Tue, 01 February, 2022
TWI Hellas takes pride in having SocketSense as its first EU funded research project. Back in January 2019 a consortium: of two SMEs, Nuromedia and Quantum Technology Super Sensors; one large Corporation, Össur; two research organisations, TWI Hellas and Swerea IVF; two Universities, Teesside University and KTH Royal Institute of Technology; and two hospitals, South Tees Hospitals NHS Foundation Trust and Servicio Andaluz de Salud started work to develop an innovative, sensor-based socket system. The project’s mission is to relieve lower limb amputees from experiencing pain and discomfort while simplifying the prosthetic fitting process and offering greater mobility.
The SocketSense team are employing real-time monitoring of the residual limb, through embedded sensors in the prosthetic socket, to enable all the necessary information on intra-socket shear and pressure to be gathered. More specifically, the smart sensors will collect information on how the patient wearing the prosthetic moves throughout the day, and subsequently provide the team with reports on the load distribution within the socket. Afterwards, the data will be analysed by deep learning algorithms and visualised by biomechanical 3D modelling algorithms. This allows the physician to assess the prosthetic’s performance in the context of the various risks arising from incorrect loading that could lead to complications such as injuries to the residual limb.
Celebrating three years since its launch, SocketSense is now stepping into its final year, having achieved essential milestones that take the team closer to realising the full potential of the new socket system. So far, the consortium has participated in various events such as the international trade show and congress OTWorld, in 2020, which is– the world's leading event for prosthetics, orthotics and orthopaedic footwear, the Euromicro Conference on Digital System Design 2021 and the International Society of Biomechanics Congress 2021, amongst others. Additionally, collaborative research between partners has led to multiple scientific publications being accepted and published by the Multidisciplinary Digital Publishing Institute (MDPI). A pilot study for the project has already been completed, and hospital trials are set to be conducted to test the lower limb prosthetic and the effectiveness of the sensor system in 2022.
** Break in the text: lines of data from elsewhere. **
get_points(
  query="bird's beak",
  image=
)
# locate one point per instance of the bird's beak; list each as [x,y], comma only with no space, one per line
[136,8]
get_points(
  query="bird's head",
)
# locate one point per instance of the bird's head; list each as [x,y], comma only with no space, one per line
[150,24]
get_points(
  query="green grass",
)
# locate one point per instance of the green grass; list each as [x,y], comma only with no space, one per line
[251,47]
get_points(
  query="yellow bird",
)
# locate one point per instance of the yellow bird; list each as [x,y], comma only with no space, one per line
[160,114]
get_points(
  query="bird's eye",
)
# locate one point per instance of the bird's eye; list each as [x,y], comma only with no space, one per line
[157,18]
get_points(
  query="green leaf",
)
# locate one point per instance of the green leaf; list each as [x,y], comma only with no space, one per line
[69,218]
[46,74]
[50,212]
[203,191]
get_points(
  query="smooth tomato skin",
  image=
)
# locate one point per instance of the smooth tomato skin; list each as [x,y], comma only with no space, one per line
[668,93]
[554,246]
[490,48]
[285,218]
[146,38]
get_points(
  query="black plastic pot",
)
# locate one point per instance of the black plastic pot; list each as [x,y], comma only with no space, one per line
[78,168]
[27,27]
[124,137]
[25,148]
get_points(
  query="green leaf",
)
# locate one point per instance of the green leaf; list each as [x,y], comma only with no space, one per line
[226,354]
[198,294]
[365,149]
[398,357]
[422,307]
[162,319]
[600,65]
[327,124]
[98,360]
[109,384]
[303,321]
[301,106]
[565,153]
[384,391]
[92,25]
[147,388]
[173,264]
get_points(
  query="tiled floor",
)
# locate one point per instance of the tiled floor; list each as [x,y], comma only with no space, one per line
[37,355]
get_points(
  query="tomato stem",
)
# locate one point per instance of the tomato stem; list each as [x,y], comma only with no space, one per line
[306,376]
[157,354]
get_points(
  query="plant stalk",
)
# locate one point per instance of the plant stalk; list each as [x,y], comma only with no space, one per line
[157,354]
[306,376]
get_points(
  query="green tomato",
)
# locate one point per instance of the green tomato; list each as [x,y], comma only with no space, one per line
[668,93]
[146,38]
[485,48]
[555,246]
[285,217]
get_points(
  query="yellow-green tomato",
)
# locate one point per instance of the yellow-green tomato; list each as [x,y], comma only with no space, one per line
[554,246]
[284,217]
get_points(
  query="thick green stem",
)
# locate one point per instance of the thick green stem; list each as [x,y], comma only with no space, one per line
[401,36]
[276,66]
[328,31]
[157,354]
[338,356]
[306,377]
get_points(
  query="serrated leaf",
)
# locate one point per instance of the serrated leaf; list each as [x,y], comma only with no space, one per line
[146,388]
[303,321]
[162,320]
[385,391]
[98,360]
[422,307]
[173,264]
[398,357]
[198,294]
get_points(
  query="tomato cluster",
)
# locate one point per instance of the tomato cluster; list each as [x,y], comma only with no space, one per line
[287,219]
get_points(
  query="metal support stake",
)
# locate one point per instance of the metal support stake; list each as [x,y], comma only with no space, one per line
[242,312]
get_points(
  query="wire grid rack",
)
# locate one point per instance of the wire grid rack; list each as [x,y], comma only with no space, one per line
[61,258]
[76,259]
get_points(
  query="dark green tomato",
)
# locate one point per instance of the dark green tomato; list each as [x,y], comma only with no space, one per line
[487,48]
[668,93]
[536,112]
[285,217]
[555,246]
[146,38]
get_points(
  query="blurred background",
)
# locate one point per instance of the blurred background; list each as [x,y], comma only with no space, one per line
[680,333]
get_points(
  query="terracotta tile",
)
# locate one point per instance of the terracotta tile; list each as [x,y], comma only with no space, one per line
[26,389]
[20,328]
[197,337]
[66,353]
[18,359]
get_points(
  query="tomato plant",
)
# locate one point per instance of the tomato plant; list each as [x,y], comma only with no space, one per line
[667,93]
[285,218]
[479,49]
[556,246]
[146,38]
TWI Hellas’ contribution to SocketSense centres on the design and implementation of an artificial intelligence (AI)-based optimisation toolkit for the socket design as well as the overall system integration.
Mike Karamousadakis, a TWI Hellas Software Engineer on the ground breaking project’s team, comments “Working on the SocketSense project has been a real pleasure, particularly the development of the AI algorithms which are a crucial part of this solution that will be used by patients in real life and subsequently have a high social impact”.